Tout en moi se refusait à demeurer un zombie. Je rejetais bloc après bloc ce projet inique que la société avait décrété pour moi. Je ne serais pas plus longtemps une girouette moderne : touriste, mobile, délocalisable à souhait. Je voulais devenir un être du centre et non de la périphérie, du calme et non de l’agitation, un être du moyeu de la roue. Car mes chères études me l’avaient appris, c’est au moyeu de la roue que la vie s’écoule, dans le vide médian, et non dans la gesticulation mortifère.
Ce centre, où le chercher ? Avant de le chercher à l’extérieur de soi, je pense qu’il faut le chercher à l’intérieur. En tout cas, j’ai opté pour cette formule. Et je vous le dis tout net, mes loulous, pour moi ce fut un sacré exercice que de rester centrée quand tout dedans, dehors se débine. Car c’est cela la société dans laquelle nous vivons, une immense entreprise de débinage collectif, la cacophonie, la gabegie. Ça cause. Ça cause dans tous les azimuts. Ça ergote. Ça démontre. Ça rationalise ou croit rationaliser, quand en vérité, ça part en couille avec pertes et fracas. Un immense bordel. D’une crétinerie à dégueuler tripes et boyaux. Un miroir aux alouettes aveuglant, déboussolant. Côt-côt-côt… même mes poulettes (Henriette, Cocotte & Shirley) savent mieux que nous ce qu’elles font. Le centre… devenu l’œil du cyclone, à peine on bouge un cil qu’on sent la violence du maelstrom environnant. Et comment t’aurais voulu que je me sente paisible avec tout ce micmac ? Une fois que t’as trouvé un point au centre du centre, endroit où tu peux te gratter le nez sans encourir le risque d’être happé par la folie ambiante, tu as alors deux possibilités.
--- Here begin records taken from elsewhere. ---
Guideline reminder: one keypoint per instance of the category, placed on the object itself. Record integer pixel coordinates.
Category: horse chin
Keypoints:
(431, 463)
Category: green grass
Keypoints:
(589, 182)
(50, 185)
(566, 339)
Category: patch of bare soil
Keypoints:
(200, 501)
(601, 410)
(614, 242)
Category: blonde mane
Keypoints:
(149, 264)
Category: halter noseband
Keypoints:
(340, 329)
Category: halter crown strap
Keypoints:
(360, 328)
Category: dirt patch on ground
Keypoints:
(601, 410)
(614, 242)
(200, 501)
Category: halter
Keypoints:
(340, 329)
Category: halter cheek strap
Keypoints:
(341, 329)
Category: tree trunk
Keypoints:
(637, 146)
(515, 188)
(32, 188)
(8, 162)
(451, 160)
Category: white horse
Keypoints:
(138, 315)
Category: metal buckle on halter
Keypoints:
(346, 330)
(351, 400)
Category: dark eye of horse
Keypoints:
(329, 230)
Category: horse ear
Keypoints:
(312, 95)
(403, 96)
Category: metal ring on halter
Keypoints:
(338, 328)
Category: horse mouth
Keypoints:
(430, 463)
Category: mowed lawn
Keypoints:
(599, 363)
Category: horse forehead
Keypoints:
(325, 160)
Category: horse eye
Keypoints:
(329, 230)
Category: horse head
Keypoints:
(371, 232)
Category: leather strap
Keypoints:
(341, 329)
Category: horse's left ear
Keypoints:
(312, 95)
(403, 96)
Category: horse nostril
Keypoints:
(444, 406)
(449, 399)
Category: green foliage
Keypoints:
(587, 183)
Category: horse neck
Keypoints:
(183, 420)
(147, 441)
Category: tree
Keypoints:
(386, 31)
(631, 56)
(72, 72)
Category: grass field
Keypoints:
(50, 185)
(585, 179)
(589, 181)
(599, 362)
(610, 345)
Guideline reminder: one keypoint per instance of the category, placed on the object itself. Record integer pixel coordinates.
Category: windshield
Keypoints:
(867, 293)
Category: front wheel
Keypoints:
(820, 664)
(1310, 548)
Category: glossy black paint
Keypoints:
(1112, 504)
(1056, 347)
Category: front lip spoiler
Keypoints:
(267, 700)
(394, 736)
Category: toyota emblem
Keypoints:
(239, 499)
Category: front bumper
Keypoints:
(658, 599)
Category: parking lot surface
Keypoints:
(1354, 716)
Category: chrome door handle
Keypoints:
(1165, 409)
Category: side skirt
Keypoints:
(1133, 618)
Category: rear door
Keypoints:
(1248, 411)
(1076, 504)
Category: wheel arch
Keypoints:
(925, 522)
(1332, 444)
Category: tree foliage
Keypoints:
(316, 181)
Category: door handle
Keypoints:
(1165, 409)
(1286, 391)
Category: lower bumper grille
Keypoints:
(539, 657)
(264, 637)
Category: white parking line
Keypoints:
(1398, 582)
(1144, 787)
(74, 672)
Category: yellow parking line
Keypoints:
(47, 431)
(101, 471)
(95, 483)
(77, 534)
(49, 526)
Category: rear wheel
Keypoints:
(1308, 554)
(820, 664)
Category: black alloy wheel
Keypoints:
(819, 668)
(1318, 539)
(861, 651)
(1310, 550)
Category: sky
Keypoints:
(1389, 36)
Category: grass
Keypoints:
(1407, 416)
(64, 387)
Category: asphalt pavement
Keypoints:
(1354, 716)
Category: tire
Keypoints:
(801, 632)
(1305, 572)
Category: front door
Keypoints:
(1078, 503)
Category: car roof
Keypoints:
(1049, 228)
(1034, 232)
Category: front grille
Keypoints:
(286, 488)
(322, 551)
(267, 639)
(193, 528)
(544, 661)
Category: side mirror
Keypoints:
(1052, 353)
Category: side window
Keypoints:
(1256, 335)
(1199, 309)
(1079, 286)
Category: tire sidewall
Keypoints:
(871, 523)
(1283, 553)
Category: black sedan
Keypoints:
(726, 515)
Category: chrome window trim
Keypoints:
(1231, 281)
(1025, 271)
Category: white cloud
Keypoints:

Si tu es vraiment balèze, tu peux t’employer à agrandir le centre, de façon à t’y mouvoir plus à l’aise, mais si, comme moi, tu es un peu con-con sur les bords alors, il ne te reste plus qu’à opter pour l’autre solution : te faire petit, tout, tout, tout petit. De plus en plus petit.
Un fois que cette juste place est trouvée (appelons-la centre intérieur), l’espace extérieur adéquat (celui où tu crèches) se présente assez spontanément. De toute manière, on ne veut plus voir ta binette dans le monde profane, tu pues du bec et te ne dégoises que des cornichonneries incompréhensibles. Du coup, même sans avoir à le chercher, tu vas finir par y arriver tout droit dans ton centre du monde, cet espace juste qui est un peu comme une extension de toi-même et qui a le pouvoir de te guérir d’une des pires maladies modernes : la bougeotte.
Bon, on va arrêter ici. Tu l’auras pigé, cher lecteur qui lit ces mots :
ceci n’est que l’écume de la vague profonde,
ceci n’est certainement pas un manuel pour se faire des amis.
Cet article est dédié à Jean-Claude Sergent (auteur entre autre de Observer l’Esprit). Merci de m’avoir ouvert la porte qui m’a permis de rencontrer et frayer avec l’aimable compagnie ; Charles L.M., Thierry. B., Jean-Louis B., Claude L., Alice F., tous maintenant bien installés à l’Orient Eternel.